Prognostic comorbidity  refers to comorbidity severe enough to impact on survival rates. Examples of prognostic comorbidity are significant cardiac disease, severe hypertension, far-advanced tuberculosis, severe liver disease, and recent severe stroke. Examples of nonprognostic comorbidity include a history of "mild" hypertension that is well controlled with medication, congestive heart failure or myocardial infarction of more than 6 months duration, recurrent asthma attacks without underlying lung disease, and slight gastrointestinal bleeding not requiring transfusion. As shown in Table 1, 5-year survival rates in a variety of cancers are dramatically worse in patients with prognostic comorbidity than in those without prognostic comorbidity.
Comorbidity vs Tumor Size and Stage
In many cancers, comorbidity is prognostically more important than tumor size or stage. The cancers for which comorbidity is particularly important are those which are not rapidly fatal and which affect people who are middle-aged or older (ie, over age 50 years). These include cancers of the breast, prostate,7 oral cavity, pharynx and larynx [16,29], bladder, ovary, and uterus , as well as non-Hodgkin's lymphoma. Based on recent incidence rates, these cancers represent approximately 61% of all cancers for men and 65% for women.
The importance of comorbidity is clear from these statistics, and yet the present cancer staging system does not contain this important information. As several valid comorbidity instruments now exist, the continued exclusion of standardized comorbidity information from cancer statistics appears to be a major omission.

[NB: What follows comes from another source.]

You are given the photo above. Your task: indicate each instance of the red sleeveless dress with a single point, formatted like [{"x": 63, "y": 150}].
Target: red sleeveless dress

Comorbidity instruments can be classified into two groups, depending on the origin of the data: (1) instruments that rely on primary data and (2) instruments that are based on secondary data. Primary data are collected from physicians or nurses or through chart reviews. Secondary data are derived from administrative and financial databases main- tained by hospitals, insurance companies, and state and federal governments.
Instruments Derived from Primary Data
Comorbidity measures that rely on primary data include the Kaplan-Feinstein Index , the Charlson Co-Morbidity Index , and the Index of Co-Existent Disease .
The Kaplan-Feinstein Comorbidity Index was developed from a study of the impact of comorbidity on 5-year survival outcomes for patients with diabetes mellitus. In this index, specific diseases and conditions are classified as mild, moderate, or severe based on the severity of organ decompensation. An overall comorbidity score is assigned according to the highest level of decompensation.
The Charlson Comorbidity Index was created from studies of 1-year mortality among patients admitted to a medical unit of a teaching hospital. It is a weighted index that takes into account the number and seriousness of comorbid diseases. The scoring system for this instrument assigns weights of 1, 2, 3, and 6 for each of the comorbid diseases present at initial assessment, and derives from these a total score that determines the patient's overall prognostic status.
The Index of Co-Existent Disease (ICED) predicts length of stay and resource utilization after hospitalization for surgical procedures. To calculate the overall burden of comorbidity, ICED assesses the patient's status in two separate components: physiologic and functional burden.